Probabilmente tutti conosciamo coppie in cui le donne danno molto di più, portando pesi emotivi invisibili, mentre gli uomini investono meno nella dimensione emotiva della vita comune. Ricerche e esperienze psicologiche mostrano che molti uomini dipendono emotivamente dalla partner, spesso senza esserne consapevoli o senza che venga detto apertamente. È come se l’uomo si comportasse da “sfruttatore emotivo”: prende sostegno, stabilità e cura dalla relazione, mentre la partner non si accorge di quanto questa dinamica sia sbilanciata.
Le forme invisibili della dipendenza emotiva
Molti uomini non imparano davvero da adulti a gestire le proprie emozioni, a chiedere supporto agli amici o a elaborare lo stress da soli.
Spesso la relazione è l’unico luogo dove questi uomini trovano sicurezza emotiva e comprensione. Di conseguenza, le partner diventano il loro sostegno principale, spesso esclusivo.
Questo non è necessariamente un problema, perché condividere le difficoltà fa parte dell’intimità. Il problema nasce quando il lavoro emotivo ricade quasi interamente sulla donna: è lei a ascoltare i lamenti, calmare, motivare e dare feedback, mentre l’uomo ricambia poco o per niente.
Un problema a livello sociale
Dietro a questo fenomeno ci sono anche aspettative sociali. I ragazzi spesso vengono educati a essere “forti”, a non mostrare debolezze o a non parlare molto dei sentimenti. Così da adulti manca loro la capacità di costruire amicizie profonde e di supporto emotivo. Quando affrontano difficoltà, si rivolgono soprattutto alla partner, spesso solo a lei si aprono. Ma senza gli strumenti giusti, o a volte per pigrizia emotiva, non ricambiano allo stesso modo, lasciando le partner senza un vero sostegno.
Così le donne diventano non solo compagne, ma anche “manager emotive” della relazione. Questo può essere estenuante, soprattutto se l’uomo non si rende conto di quanto riceve e di quanto poco restituisce.

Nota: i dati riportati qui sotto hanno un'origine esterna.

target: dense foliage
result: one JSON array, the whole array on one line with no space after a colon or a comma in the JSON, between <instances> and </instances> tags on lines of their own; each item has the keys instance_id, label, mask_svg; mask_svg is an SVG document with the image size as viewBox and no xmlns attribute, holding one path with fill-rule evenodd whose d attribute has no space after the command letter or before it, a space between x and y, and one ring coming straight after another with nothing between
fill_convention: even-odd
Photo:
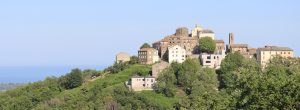
<instances>
[{"instance_id":1,"label":"dense foliage","mask_svg":"<svg viewBox=\"0 0 300 110\"><path fill-rule=\"evenodd\" d=\"M262 69L254 59L230 53L220 70L187 59L163 70L155 91L132 92L124 85L132 75L147 75L150 70L149 65L130 63L116 73L111 67L106 71L75 69L59 78L48 77L0 93L0 109L300 109L300 60L296 58L275 57ZM79 77L78 73L81 85L62 84L66 77Z\"/></svg>"},{"instance_id":2,"label":"dense foliage","mask_svg":"<svg viewBox=\"0 0 300 110\"><path fill-rule=\"evenodd\" d=\"M26 85L25 83L0 83L0 92L1 91L6 91L6 90L11 90L19 86L24 86Z\"/></svg>"},{"instance_id":3,"label":"dense foliage","mask_svg":"<svg viewBox=\"0 0 300 110\"><path fill-rule=\"evenodd\" d=\"M150 44L144 43L144 44L140 47L140 49L142 49L142 48L150 48L150 47L151 47Z\"/></svg>"},{"instance_id":4,"label":"dense foliage","mask_svg":"<svg viewBox=\"0 0 300 110\"><path fill-rule=\"evenodd\" d=\"M73 89L83 83L82 72L80 69L73 69L71 73L62 76L59 83L65 89Z\"/></svg>"},{"instance_id":5,"label":"dense foliage","mask_svg":"<svg viewBox=\"0 0 300 110\"><path fill-rule=\"evenodd\" d=\"M201 52L213 53L216 49L216 42L211 37L202 37L199 40L199 49Z\"/></svg>"}]
</instances>

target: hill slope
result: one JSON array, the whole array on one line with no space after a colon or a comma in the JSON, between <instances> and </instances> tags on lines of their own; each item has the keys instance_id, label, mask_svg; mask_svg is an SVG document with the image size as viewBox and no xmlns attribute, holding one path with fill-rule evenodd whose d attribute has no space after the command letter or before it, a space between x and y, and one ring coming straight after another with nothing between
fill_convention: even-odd
<instances>
[{"instance_id":1,"label":"hill slope","mask_svg":"<svg viewBox=\"0 0 300 110\"><path fill-rule=\"evenodd\" d=\"M152 91L134 93L125 87L124 82L141 71L149 72L150 67L132 65L119 73L87 81L82 86L70 90L60 88L57 78L47 78L45 81L0 94L0 109L102 110L110 107L122 109L122 106L130 106L132 109L172 108L177 102L176 98L167 98Z\"/></svg>"}]
</instances>

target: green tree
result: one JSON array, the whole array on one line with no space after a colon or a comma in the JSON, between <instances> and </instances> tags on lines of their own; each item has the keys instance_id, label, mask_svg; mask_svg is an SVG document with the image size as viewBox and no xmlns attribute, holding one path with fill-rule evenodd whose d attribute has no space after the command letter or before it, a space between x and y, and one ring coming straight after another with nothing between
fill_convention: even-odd
<instances>
[{"instance_id":1,"label":"green tree","mask_svg":"<svg viewBox=\"0 0 300 110\"><path fill-rule=\"evenodd\" d=\"M142 49L142 48L150 48L150 47L151 47L150 44L144 43L144 44L140 47L140 49Z\"/></svg>"},{"instance_id":2,"label":"green tree","mask_svg":"<svg viewBox=\"0 0 300 110\"><path fill-rule=\"evenodd\" d=\"M197 59L187 59L182 63L178 72L178 85L189 90L191 84L196 80L196 74L200 71L201 65ZM186 91L188 92L188 91Z\"/></svg>"},{"instance_id":3,"label":"green tree","mask_svg":"<svg viewBox=\"0 0 300 110\"><path fill-rule=\"evenodd\" d=\"M73 69L71 73L60 78L60 84L66 89L73 89L83 83L82 72L80 69Z\"/></svg>"},{"instance_id":4,"label":"green tree","mask_svg":"<svg viewBox=\"0 0 300 110\"><path fill-rule=\"evenodd\" d=\"M139 63L139 58L137 56L131 56L129 64L138 64Z\"/></svg>"},{"instance_id":5,"label":"green tree","mask_svg":"<svg viewBox=\"0 0 300 110\"><path fill-rule=\"evenodd\" d=\"M213 53L216 49L216 42L211 37L203 37L199 40L201 52Z\"/></svg>"}]
</instances>

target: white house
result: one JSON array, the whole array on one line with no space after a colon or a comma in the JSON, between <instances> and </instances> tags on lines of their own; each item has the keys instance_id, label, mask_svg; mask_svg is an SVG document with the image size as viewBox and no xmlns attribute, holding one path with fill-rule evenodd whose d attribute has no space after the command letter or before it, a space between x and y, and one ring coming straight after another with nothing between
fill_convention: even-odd
<instances>
[{"instance_id":1,"label":"white house","mask_svg":"<svg viewBox=\"0 0 300 110\"><path fill-rule=\"evenodd\" d=\"M155 83L155 77L152 76L133 76L128 82L126 82L126 85L133 91L143 91L153 90Z\"/></svg>"},{"instance_id":2,"label":"white house","mask_svg":"<svg viewBox=\"0 0 300 110\"><path fill-rule=\"evenodd\" d=\"M225 55L222 54L200 54L201 64L208 68L219 69L224 58Z\"/></svg>"},{"instance_id":3,"label":"white house","mask_svg":"<svg viewBox=\"0 0 300 110\"><path fill-rule=\"evenodd\" d=\"M186 60L186 50L178 45L174 45L174 46L169 46L168 47L168 51L169 51L169 63L172 62L178 62L178 63L182 63Z\"/></svg>"}]
</instances>

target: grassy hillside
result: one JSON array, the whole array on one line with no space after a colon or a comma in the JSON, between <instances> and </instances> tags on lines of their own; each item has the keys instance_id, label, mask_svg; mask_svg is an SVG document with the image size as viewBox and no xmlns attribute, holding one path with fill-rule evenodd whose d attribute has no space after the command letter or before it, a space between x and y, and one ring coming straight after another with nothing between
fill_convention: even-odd
<instances>
[{"instance_id":1,"label":"grassy hillside","mask_svg":"<svg viewBox=\"0 0 300 110\"><path fill-rule=\"evenodd\" d=\"M66 88L65 84L78 84L71 73L49 77L0 93L0 110L300 109L299 59L275 58L262 70L255 60L232 53L217 71L187 59L162 71L155 91L126 88L132 75L147 75L150 69L132 64L115 64L104 71L75 69L71 73L84 79L74 78L84 82L79 86Z\"/></svg>"},{"instance_id":2,"label":"grassy hillside","mask_svg":"<svg viewBox=\"0 0 300 110\"><path fill-rule=\"evenodd\" d=\"M177 98L167 98L153 91L134 93L124 82L133 74L150 71L147 65L131 65L115 74L107 74L95 80L86 81L82 86L64 90L57 78L28 84L0 94L1 110L59 109L59 110L102 110L110 107L119 109L172 108Z\"/></svg>"}]
</instances>

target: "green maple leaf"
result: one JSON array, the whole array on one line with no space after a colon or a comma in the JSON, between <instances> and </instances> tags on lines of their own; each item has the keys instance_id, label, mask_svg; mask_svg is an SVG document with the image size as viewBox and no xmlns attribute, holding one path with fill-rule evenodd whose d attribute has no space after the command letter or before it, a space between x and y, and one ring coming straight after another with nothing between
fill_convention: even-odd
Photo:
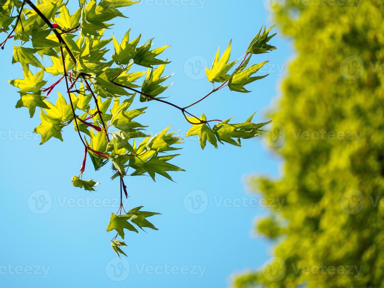
<instances>
[{"instance_id":1,"label":"green maple leaf","mask_svg":"<svg viewBox=\"0 0 384 288\"><path fill-rule=\"evenodd\" d=\"M153 65L167 64L170 63L155 58L170 46L170 45L149 51L154 39L152 38L150 39L141 46L136 48L133 55L133 61L137 65L150 68Z\"/></svg>"},{"instance_id":2,"label":"green maple leaf","mask_svg":"<svg viewBox=\"0 0 384 288\"><path fill-rule=\"evenodd\" d=\"M133 53L136 49L136 46L140 41L141 35L130 42L130 31L131 29L129 29L125 33L120 44L115 38L114 36L112 35L113 46L115 48L115 54L113 55L112 57L113 61L117 64L126 65L133 58Z\"/></svg>"},{"instance_id":3,"label":"green maple leaf","mask_svg":"<svg viewBox=\"0 0 384 288\"><path fill-rule=\"evenodd\" d=\"M28 67L28 65L44 69L44 67L33 54L37 52L37 50L32 48L24 47L13 46L13 56L12 63L20 62L24 68Z\"/></svg>"},{"instance_id":4,"label":"green maple leaf","mask_svg":"<svg viewBox=\"0 0 384 288\"><path fill-rule=\"evenodd\" d=\"M105 134L103 132L98 132L95 135L93 129L91 129L90 134L91 137L91 144L89 145L89 147L95 151L98 151L102 153L105 152L107 149L107 145L108 144L108 140L107 139ZM88 142L86 142L86 143L88 144ZM106 163L105 158L89 151L88 151L88 153L91 157L91 160L93 164L95 170L98 170Z\"/></svg>"},{"instance_id":5,"label":"green maple leaf","mask_svg":"<svg viewBox=\"0 0 384 288\"><path fill-rule=\"evenodd\" d=\"M45 30L44 31L34 31L32 34L32 45L33 48L37 50L45 48L53 48L60 47L63 45L59 42L53 41L47 38L47 37L51 33L51 30ZM38 51L37 51L38 52ZM50 55L48 54L48 55ZM53 51L53 55L56 53Z\"/></svg>"},{"instance_id":6,"label":"green maple leaf","mask_svg":"<svg viewBox=\"0 0 384 288\"><path fill-rule=\"evenodd\" d=\"M36 107L41 107L45 109L49 109L49 107L44 103L44 100L45 97L41 96L40 94L20 93L21 96L20 99L17 101L16 104L16 108L26 107L29 111L29 114L32 118L35 114L35 111Z\"/></svg>"},{"instance_id":7,"label":"green maple leaf","mask_svg":"<svg viewBox=\"0 0 384 288\"><path fill-rule=\"evenodd\" d=\"M113 127L126 133L147 127L132 120L139 115L145 113L144 110L147 107L127 111L127 109L130 105L130 103L125 103L112 116L110 121L111 124Z\"/></svg>"},{"instance_id":8,"label":"green maple leaf","mask_svg":"<svg viewBox=\"0 0 384 288\"><path fill-rule=\"evenodd\" d=\"M255 36L248 46L248 48L247 50L247 52L252 53L253 54L260 54L263 53L266 53L272 50L277 49L275 46L272 46L267 43L270 40L272 39L272 37L276 35L276 33L275 33L270 36L268 35L270 31L274 27L275 27L274 25L266 30L266 27L264 26L264 31L262 33L262 30L263 29L262 26L262 28L260 28L259 33Z\"/></svg>"},{"instance_id":9,"label":"green maple leaf","mask_svg":"<svg viewBox=\"0 0 384 288\"><path fill-rule=\"evenodd\" d=\"M231 40L229 42L229 45L227 49L224 51L221 58L219 60L219 51L220 47L217 49L215 60L212 64L212 68L210 69L205 68L205 72L207 73L207 77L210 82L223 82L228 80L231 75L227 75L227 73L233 66L233 65L237 62L237 60L228 63L229 57L231 55L231 44L232 43Z\"/></svg>"},{"instance_id":10,"label":"green maple leaf","mask_svg":"<svg viewBox=\"0 0 384 288\"><path fill-rule=\"evenodd\" d=\"M194 117L187 117L188 119L192 123L198 123L199 120ZM207 117L203 114L200 117L203 121L207 121ZM213 145L215 148L217 148L217 142L216 137L214 131L211 129L207 124L194 124L188 130L187 133L187 137L190 136L197 135L199 136L199 140L201 148L204 149L207 145L207 141Z\"/></svg>"},{"instance_id":11,"label":"green maple leaf","mask_svg":"<svg viewBox=\"0 0 384 288\"><path fill-rule=\"evenodd\" d=\"M43 80L44 70L41 70L33 74L29 69L23 69L24 78L15 79L8 82L14 86L20 88L21 93L37 93L40 92L41 88L47 83Z\"/></svg>"},{"instance_id":12,"label":"green maple leaf","mask_svg":"<svg viewBox=\"0 0 384 288\"><path fill-rule=\"evenodd\" d=\"M154 136L150 140L149 139L146 146L147 150L163 152L181 149L181 148L171 147L171 145L174 144L180 144L183 142L180 141L182 140L182 138L173 136L176 132L167 133L170 127L170 126L168 126L159 134Z\"/></svg>"},{"instance_id":13,"label":"green maple leaf","mask_svg":"<svg viewBox=\"0 0 384 288\"><path fill-rule=\"evenodd\" d=\"M119 235L124 239L124 228L127 229L129 231L133 231L137 233L139 231L132 224L128 222L131 215L115 215L112 213L111 215L109 223L107 227L107 232L109 232L114 229Z\"/></svg>"},{"instance_id":14,"label":"green maple leaf","mask_svg":"<svg viewBox=\"0 0 384 288\"><path fill-rule=\"evenodd\" d=\"M258 136L262 132L260 128L271 122L270 121L258 124L252 122L252 119L255 113L243 123L229 123L229 121L232 118L227 119L214 126L212 130L217 136L217 139L220 143L222 144L222 141L224 141L240 147L240 139L248 139ZM237 139L237 142L232 139L233 138Z\"/></svg>"},{"instance_id":15,"label":"green maple leaf","mask_svg":"<svg viewBox=\"0 0 384 288\"><path fill-rule=\"evenodd\" d=\"M130 220L137 225L139 228L143 229L143 227L147 227L154 230L158 229L146 219L154 215L161 215L160 213L155 212L140 211L143 206L136 207L129 210L127 214L122 215L115 215L112 213L111 215L109 223L107 227L107 232L109 232L115 230L119 235L124 239L125 236L124 229L127 229L129 231L139 233L139 231L132 224L128 222Z\"/></svg>"},{"instance_id":16,"label":"green maple leaf","mask_svg":"<svg viewBox=\"0 0 384 288\"><path fill-rule=\"evenodd\" d=\"M265 61L258 64L253 65L249 68L246 69L250 58L250 56L248 57L238 70L230 78L228 81L228 88L230 90L243 93L248 93L251 91L244 88L244 85L257 80L262 79L268 76L268 74L267 74L262 76L251 77L252 74L258 71L268 61Z\"/></svg>"},{"instance_id":17,"label":"green maple leaf","mask_svg":"<svg viewBox=\"0 0 384 288\"><path fill-rule=\"evenodd\" d=\"M88 191L95 191L94 187L96 185L100 184L98 182L95 182L93 181L93 179L84 181L81 180L77 176L74 176L72 177L72 184L75 187L78 187L80 188L84 188L84 190Z\"/></svg>"},{"instance_id":18,"label":"green maple leaf","mask_svg":"<svg viewBox=\"0 0 384 288\"><path fill-rule=\"evenodd\" d=\"M111 245L112 247L112 249L115 253L117 254L118 256L120 259L121 258L120 256L120 254L122 254L125 256L127 257L127 254L124 253L124 252L120 248L122 246L128 246L124 241L121 241L120 240L111 240Z\"/></svg>"},{"instance_id":19,"label":"green maple leaf","mask_svg":"<svg viewBox=\"0 0 384 288\"><path fill-rule=\"evenodd\" d=\"M60 121L48 116L43 109L40 110L40 119L41 122L33 130L34 132L40 135L41 141L40 145L45 143L52 137L57 138L62 141Z\"/></svg>"},{"instance_id":20,"label":"green maple leaf","mask_svg":"<svg viewBox=\"0 0 384 288\"><path fill-rule=\"evenodd\" d=\"M47 100L44 100L44 103L50 108L47 112L48 116L50 118L57 119L62 123L64 123L73 118L73 112L71 103L67 103L66 100L63 97L60 92L58 92L58 94L59 96L55 105ZM71 95L71 98L72 97L73 95ZM76 109L78 99L75 97L73 97L73 98L74 98L72 100L73 108Z\"/></svg>"},{"instance_id":21,"label":"green maple leaf","mask_svg":"<svg viewBox=\"0 0 384 288\"><path fill-rule=\"evenodd\" d=\"M164 176L171 181L173 181L172 177L169 174L167 173L166 171L185 171L185 170L175 165L169 163L167 161L179 155L179 154L176 154L174 155L161 156L154 156L151 157L149 160L142 163L141 166L130 164L130 166L136 169L136 171L131 174L131 175L132 176L141 175L146 172L147 172L152 180L154 181L156 181L155 175L157 173ZM140 158L142 159L141 157Z\"/></svg>"},{"instance_id":22,"label":"green maple leaf","mask_svg":"<svg viewBox=\"0 0 384 288\"><path fill-rule=\"evenodd\" d=\"M165 67L165 64L163 64L154 70L148 69L147 72L147 76L142 86L141 91L143 93L155 97L162 93L166 89L172 85L172 83L168 86L162 86L161 85L162 83L173 75L172 74L162 77L161 75L164 71ZM141 102L150 101L151 100L153 99L140 95Z\"/></svg>"},{"instance_id":23,"label":"green maple leaf","mask_svg":"<svg viewBox=\"0 0 384 288\"><path fill-rule=\"evenodd\" d=\"M73 15L71 15L68 8L63 6L60 10L60 17L55 18L55 22L62 29L69 30L74 28L79 24L81 9L78 9Z\"/></svg>"}]
</instances>

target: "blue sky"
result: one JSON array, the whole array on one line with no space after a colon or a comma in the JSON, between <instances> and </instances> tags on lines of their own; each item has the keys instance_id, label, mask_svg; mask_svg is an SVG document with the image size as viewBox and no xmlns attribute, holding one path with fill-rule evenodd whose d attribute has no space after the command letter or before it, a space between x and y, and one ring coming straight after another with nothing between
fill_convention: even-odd
<instances>
[{"instance_id":1,"label":"blue sky","mask_svg":"<svg viewBox=\"0 0 384 288\"><path fill-rule=\"evenodd\" d=\"M77 1L71 2L75 7ZM210 66L219 45L225 48L233 39L232 58L238 58L262 24L273 24L261 2L251 0L144 0L124 13L130 18L119 19L107 34L113 32L119 40L131 28L132 35L141 33L143 40L155 37L156 46L172 45L162 55L172 61L166 72L175 72L166 93L181 106L210 91L202 68ZM223 89L191 112L243 121L257 111L256 121L270 120L265 112L278 97L292 54L280 33L272 43L279 49L253 58L255 63L269 60L265 74L270 74L249 85L252 93ZM172 174L176 183L159 176L156 183L144 176L127 179L126 207L143 205L162 215L152 217L158 231L127 232L128 257L119 261L110 245L114 235L106 231L111 213L118 208L119 182L110 180L109 165L95 172L88 159L84 177L101 183L97 191L72 185L83 149L70 127L63 131L63 142L53 139L38 145L39 135L31 132L40 122L38 113L31 119L26 108L15 108L18 94L7 82L22 78L21 67L11 64L12 46L8 41L1 51L0 286L226 287L232 275L257 269L270 257L271 243L252 233L255 217L266 210L249 193L245 180L251 174L277 177L279 159L261 137L244 141L241 148L228 144L204 151L192 138L185 140L182 155L173 162L186 170ZM185 135L190 124L179 111L148 104L140 122L150 124L150 131L171 125Z\"/></svg>"}]
</instances>

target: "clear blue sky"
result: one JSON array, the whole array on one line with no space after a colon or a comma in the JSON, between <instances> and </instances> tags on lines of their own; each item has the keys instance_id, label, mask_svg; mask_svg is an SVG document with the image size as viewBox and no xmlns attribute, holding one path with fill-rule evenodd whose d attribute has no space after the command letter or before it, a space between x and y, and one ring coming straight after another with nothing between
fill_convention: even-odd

Come si manifesta concretamente?
Un esempio tipico è quando l’uomo torna a casa stressato dal lavoro e racconta per ore i suoi problemi, mentre la partner ascolta paziente, calma e offre soluzioni. Ma quando è la donna a cercare attenzione emotiva, l’uomo risponde con consigli veloci o non riesce a connettersi più a fondo.
È frequente anche che gli uomini ricevano supporto emotivo in situazioni quotidiane dove dovrebbero essere più autonomi, come gestire conflitti, curare i rapporti familiari o prendersi cura del proprio benessere mentale. Pensiamo a quante famiglie vedono la donna mantenere i rapporti con la suocera o sollecitare il marito a chiamare la madre per il compleanno.
Perché questa dinamica è pericolosa?
Lo sfruttamento emotivo crea a lungo termine un disequilibrio nella relazione.
La donna può sentirsi come se dovesse “prendersi cura” del partner, trascurando i propri bisogni. Questo genera tensione, esaurimento e insoddisfazione.
Per l’uomo è un’illusione pericolosa: può pensare che vada tutto bene, mentre il suo sviluppo emotivo si blocca e la partner diventa il suo unico punto di riferimento. Se la relazione finisce, l’uomo può vivere una crisi emotiva molto più intensa rispetto a una relazione equilibrata.
Si può uscire da questa situazione?
Non è facile cambiare abitudini radicate, ma è possibile uscire da schemi fissi. La chiave è la consapevolezza e la conoscenza di sé. Gli uomini possono imparare a costruire amicizie più profonde, a gestire da soli il carico emotivo e a diventare un sostegno più attivo ed empatico per la partner.
Le donne invece possono imparare a riconoscere i segnali: se fanno costantemente la maggior parte del lavoro emotivo, è il momento di parlarne con il partner. Una conversazione aperta e sincera può aiutare a riequilibrare i ruoli, rendendo la relazione più equilibrata per entrambi.